The best way to go about this is by downscaling images, in order to preserve image quality. Here are two options:

Option 1

This method is probably the fastest.

  1. Create images to be compatible with the largest resolution you are intending to support.
  2. Create a screen with the user's desired size.

    screen = pygame.display.set_mode((user_x, user_y))
    
  3. Downscale images at load time

    image = pygame.image.load("a.png").convert_alpha()
    pygame.transform.scale(image, (screen.width() / your_max_width, screen.height() / your_max_height), DestSurface=image)
    
  4. Now, just blit them normally.

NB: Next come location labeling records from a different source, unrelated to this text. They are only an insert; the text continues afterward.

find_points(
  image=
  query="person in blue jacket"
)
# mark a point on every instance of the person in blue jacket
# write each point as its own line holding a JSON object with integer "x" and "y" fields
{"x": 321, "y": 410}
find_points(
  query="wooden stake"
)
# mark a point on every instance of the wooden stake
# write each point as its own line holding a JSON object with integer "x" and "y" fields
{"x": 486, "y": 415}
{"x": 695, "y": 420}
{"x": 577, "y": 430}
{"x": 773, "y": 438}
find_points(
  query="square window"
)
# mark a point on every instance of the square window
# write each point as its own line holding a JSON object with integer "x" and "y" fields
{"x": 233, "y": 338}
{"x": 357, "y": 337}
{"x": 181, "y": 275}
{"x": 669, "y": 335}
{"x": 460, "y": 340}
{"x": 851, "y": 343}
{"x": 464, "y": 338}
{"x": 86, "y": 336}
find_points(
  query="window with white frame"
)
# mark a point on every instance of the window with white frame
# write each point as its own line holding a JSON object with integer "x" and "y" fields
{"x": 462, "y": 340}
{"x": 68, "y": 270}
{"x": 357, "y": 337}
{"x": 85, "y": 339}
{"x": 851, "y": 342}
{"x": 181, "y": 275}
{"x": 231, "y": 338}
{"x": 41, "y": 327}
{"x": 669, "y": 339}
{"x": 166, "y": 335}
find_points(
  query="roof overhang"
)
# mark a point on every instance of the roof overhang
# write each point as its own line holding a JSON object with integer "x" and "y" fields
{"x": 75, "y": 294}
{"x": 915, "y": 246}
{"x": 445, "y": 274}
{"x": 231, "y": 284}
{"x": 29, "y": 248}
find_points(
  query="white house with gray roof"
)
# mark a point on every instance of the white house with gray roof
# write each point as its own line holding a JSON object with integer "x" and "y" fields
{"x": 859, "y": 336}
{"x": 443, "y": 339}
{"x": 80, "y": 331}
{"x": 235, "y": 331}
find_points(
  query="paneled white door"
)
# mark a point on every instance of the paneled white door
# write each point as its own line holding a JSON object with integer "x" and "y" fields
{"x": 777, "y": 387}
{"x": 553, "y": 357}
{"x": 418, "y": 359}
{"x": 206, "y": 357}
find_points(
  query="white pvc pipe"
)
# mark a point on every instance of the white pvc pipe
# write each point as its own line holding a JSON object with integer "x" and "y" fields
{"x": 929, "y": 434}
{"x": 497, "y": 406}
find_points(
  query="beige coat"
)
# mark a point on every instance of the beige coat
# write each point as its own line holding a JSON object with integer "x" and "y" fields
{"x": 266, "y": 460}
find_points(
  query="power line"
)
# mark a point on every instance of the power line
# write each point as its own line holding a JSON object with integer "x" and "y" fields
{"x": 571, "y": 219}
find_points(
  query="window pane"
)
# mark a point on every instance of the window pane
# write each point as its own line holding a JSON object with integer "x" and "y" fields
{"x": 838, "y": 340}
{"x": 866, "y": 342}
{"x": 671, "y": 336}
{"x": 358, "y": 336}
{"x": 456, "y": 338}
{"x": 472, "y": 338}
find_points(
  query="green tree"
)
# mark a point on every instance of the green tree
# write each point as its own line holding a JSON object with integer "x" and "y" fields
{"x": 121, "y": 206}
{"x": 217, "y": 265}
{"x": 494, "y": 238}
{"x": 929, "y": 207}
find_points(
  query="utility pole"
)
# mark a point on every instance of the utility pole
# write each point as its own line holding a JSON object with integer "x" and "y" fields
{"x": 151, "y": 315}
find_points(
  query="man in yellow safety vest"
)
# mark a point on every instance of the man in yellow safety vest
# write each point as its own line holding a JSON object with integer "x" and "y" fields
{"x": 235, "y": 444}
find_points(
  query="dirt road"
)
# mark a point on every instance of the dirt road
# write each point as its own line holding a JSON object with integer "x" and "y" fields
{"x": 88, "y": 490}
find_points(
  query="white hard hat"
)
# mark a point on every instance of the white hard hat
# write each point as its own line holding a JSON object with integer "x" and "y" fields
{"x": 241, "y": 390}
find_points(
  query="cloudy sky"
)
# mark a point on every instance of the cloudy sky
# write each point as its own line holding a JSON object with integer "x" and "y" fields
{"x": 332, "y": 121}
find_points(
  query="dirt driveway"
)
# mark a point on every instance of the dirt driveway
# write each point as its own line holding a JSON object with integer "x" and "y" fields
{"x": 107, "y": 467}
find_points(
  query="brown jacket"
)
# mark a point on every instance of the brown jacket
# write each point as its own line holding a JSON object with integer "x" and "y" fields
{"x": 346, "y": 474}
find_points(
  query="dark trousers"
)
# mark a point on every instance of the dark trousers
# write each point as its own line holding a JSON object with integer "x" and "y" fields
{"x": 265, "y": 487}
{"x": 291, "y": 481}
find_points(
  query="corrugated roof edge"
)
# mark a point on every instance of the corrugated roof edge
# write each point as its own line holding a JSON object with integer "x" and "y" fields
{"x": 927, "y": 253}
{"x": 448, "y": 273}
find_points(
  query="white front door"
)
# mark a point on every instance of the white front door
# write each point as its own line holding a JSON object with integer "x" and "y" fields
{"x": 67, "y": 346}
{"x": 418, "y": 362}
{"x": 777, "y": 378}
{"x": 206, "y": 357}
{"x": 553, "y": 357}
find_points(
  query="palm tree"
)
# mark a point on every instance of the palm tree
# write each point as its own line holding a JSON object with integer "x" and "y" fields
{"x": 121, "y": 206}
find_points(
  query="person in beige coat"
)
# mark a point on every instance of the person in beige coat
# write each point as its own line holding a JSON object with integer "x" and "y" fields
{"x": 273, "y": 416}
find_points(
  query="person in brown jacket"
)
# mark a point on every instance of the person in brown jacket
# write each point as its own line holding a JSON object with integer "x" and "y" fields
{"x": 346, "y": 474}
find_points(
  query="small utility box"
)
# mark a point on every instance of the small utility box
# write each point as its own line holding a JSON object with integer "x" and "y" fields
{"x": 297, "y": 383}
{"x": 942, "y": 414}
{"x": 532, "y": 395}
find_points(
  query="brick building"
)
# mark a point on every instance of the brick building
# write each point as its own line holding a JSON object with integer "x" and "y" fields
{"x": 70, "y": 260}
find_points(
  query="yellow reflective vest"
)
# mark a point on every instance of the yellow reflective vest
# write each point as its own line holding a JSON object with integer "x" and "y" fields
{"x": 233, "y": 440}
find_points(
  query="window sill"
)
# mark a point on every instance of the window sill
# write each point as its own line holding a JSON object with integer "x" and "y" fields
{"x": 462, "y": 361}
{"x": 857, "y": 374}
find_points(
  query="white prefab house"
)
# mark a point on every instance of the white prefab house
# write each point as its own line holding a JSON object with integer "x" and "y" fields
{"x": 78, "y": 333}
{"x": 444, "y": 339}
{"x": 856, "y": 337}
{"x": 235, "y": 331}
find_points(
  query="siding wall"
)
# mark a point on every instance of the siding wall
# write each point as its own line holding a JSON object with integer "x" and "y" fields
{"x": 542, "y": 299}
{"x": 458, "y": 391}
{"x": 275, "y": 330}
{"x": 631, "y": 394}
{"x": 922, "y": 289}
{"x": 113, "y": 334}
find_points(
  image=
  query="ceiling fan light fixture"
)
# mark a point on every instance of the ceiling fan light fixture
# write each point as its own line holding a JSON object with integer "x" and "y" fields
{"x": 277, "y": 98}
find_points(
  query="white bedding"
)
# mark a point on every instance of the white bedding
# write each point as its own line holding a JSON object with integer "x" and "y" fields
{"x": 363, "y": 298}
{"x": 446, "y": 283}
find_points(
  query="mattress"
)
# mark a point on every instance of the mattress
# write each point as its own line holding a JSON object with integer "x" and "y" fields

It should run at normal speeds.

Option 2

  1. Create a screen with the user's desired size.

    screen = pygame.display.set_mode((user_x, user_y))
    
  2. Next, create a pygame.Surface with the highest resolution you are intending to support.

    surface = pygame.Surface((1920, 1080))
    
  3. Then, blit everything to that surface.

    surface.blit(image, rect)
    # Etc...
    
  4. After all blits are completed, downscale the surface (as necessary) to whatever resolution the user desires. Preferably, you would only allow resolutions with the same aspect ratio.

    pygame.transform.scale(surface, ((screen.width() / your_max_width, screen.height() / your_max_height), DestSurface=surface)
    
  5. Finally, blit the surface to the screen, and display it.

    screen.blit(surface, (0, 0))
    pygame.display.update()
    

This process (downscaling) allows you to preserve image quality while still allowing the user to choose their screen resolution. It will be slower because you are constantly manipulating images.